Exhibit 5.1


Wilson Sonsini Goodrich & Rosati

Professional Corporation

650 Page Mill Road

Palo Alto, CA 94303

o: (650) 493-9300

f: (650) 493-6811


May 12, 2023


RenovoRx, Inc.

4546 El Camino Real, Suite B1

Los Altos, CA 94022


Re: Registration Statement on Form S-3


Ladies and Gentlemen:


We have acted as counsel to RenovoRx, Inc., a Delaware corporation (the “Company”), in connection with the preparation of a Registration Statement on Form S-3 (the “Registration Statement”) to be filed on the date hereof by the Company with the Securities and Exchange Commission (the “Commission”), for the registration under the Securities Act of 1933, as amended (the “Securities Act”), of the resale of an aggregate of 1,947,040 shares of the Company’s common stock, par value $0.0001 per share.


The shares offered pursuant to the Registration Statement include 1,947,040 shares of the Company’s common stock (the “Warrant Shares”) that are issuable upon exercise of outstanding warrants to purchase the Company’s common stock, all of which are to be sold by the selling stockholder named in the Registration Statement.


We have examined copies of the Securities Purchase Agreement, dated as of March 30, 2023, the form of warrant, the Registration Statement, the prospectus that forms a part thereof, together with the documents or portions thereof incorporated by reference therein, as modified or superseded as described therein, related to the resale of the Warrant Shares. We have also examined instruments, documents and records that we deemed relevant and necessary for the basis of our opinion hereinafter expressed.

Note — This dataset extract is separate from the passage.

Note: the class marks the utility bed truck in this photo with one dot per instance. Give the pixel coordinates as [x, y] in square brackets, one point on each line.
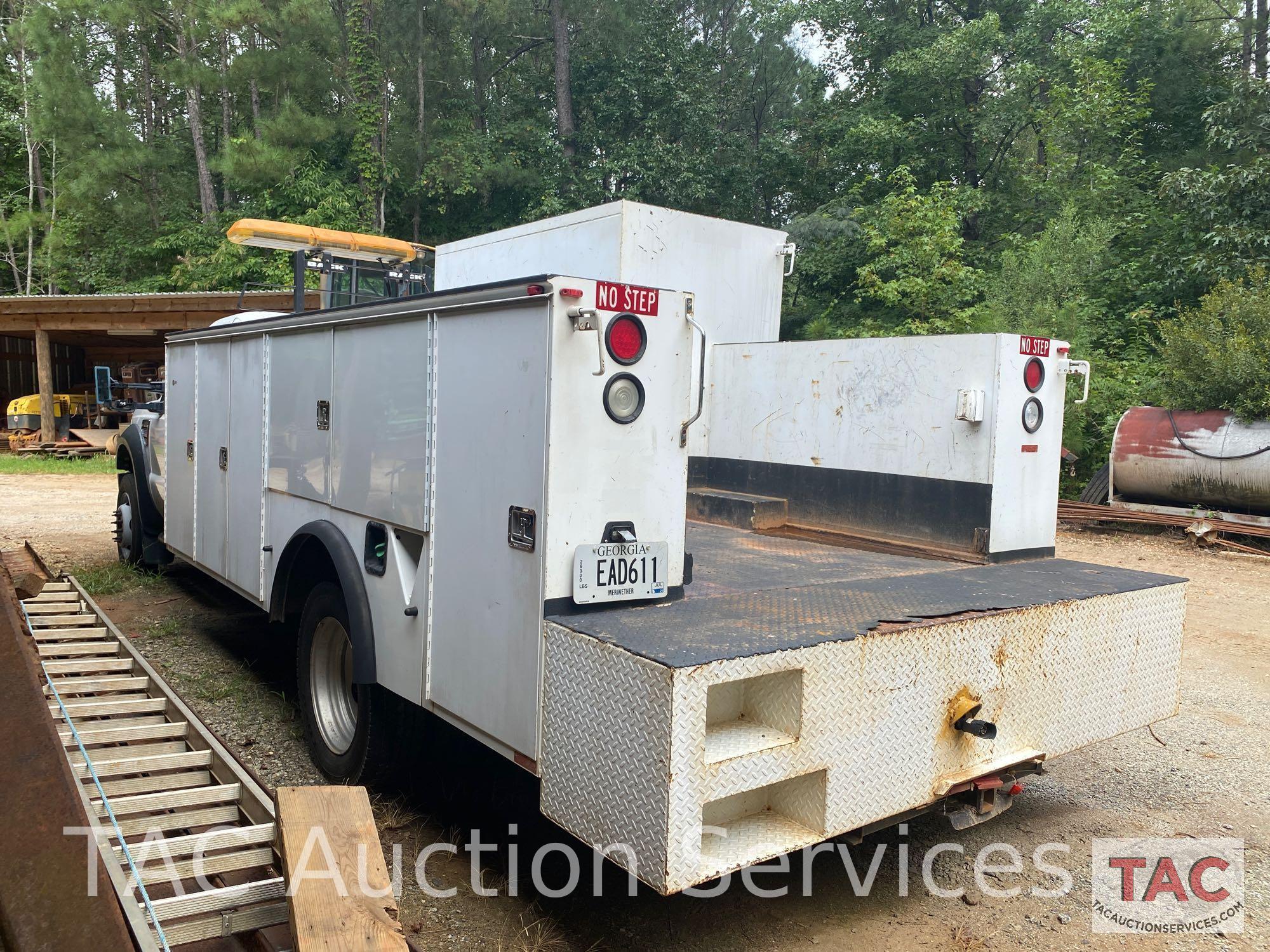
[476, 501]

In such examination, we have assumed (i) the authenticity of original documents and the genuineness of all signatures, (ii) the conformity to the originals of all documents submitted to us as copies, (iii) the truth, accuracy, and completeness of the information, representations and warranties contained in the records, documents, instruments and certificates we have reviewed; and (iv) the legal capacity of all natural persons. As to any facts material to the opinions expressed herein that were not independently established or verified, we have relied upon oral or written statements and representations of officers and other representatives of the Company. In making our examination of documents executed or to be executed, we have assumed that the counterparties thereto, excluding the Company, have been duly incorporated or organized and are, and will continue to be, validly existing and in good standing, and have or will have the requisite legal status and legal capacity under the laws of their respective jurisdictions of incorporation or organization and had or will have the power, corporate or other, to enter into and perform all obligations thereunder and have also assumed the due authorization by all requisite action, corporate or other, and execution and delivery by such parties of such documents and, except as expressly set forth in the paragraphs below, the validity and binding effect thereof on such parties.


Based upon and subject to the foregoing qualifications, assumptions and limitations and the further limitations set out below, we are of the opinion that:


  1. The Warrant Shares have been duly authorized by the Company and, when issued and delivered by the Company upon exercise thereof in accordance with the terms of the warrants, will be validly issued, fully paid and nonassessable.


We express no opinion as to the laws of any other jurisdiction other than the federal laws of the United States of America and the General Corporation Law of the State of Delaware.


We hereby consent to the use of this opinion as an exhibit to the Registration Statement filed on or about the date hereof. In giving this consent, we do not admit that we are in the category of persons whose consent is required under Section 7 of the Securities Act.


  Very truly yours,
  /s/ Wilson Sonsini Goodrich & Rosati, P.C.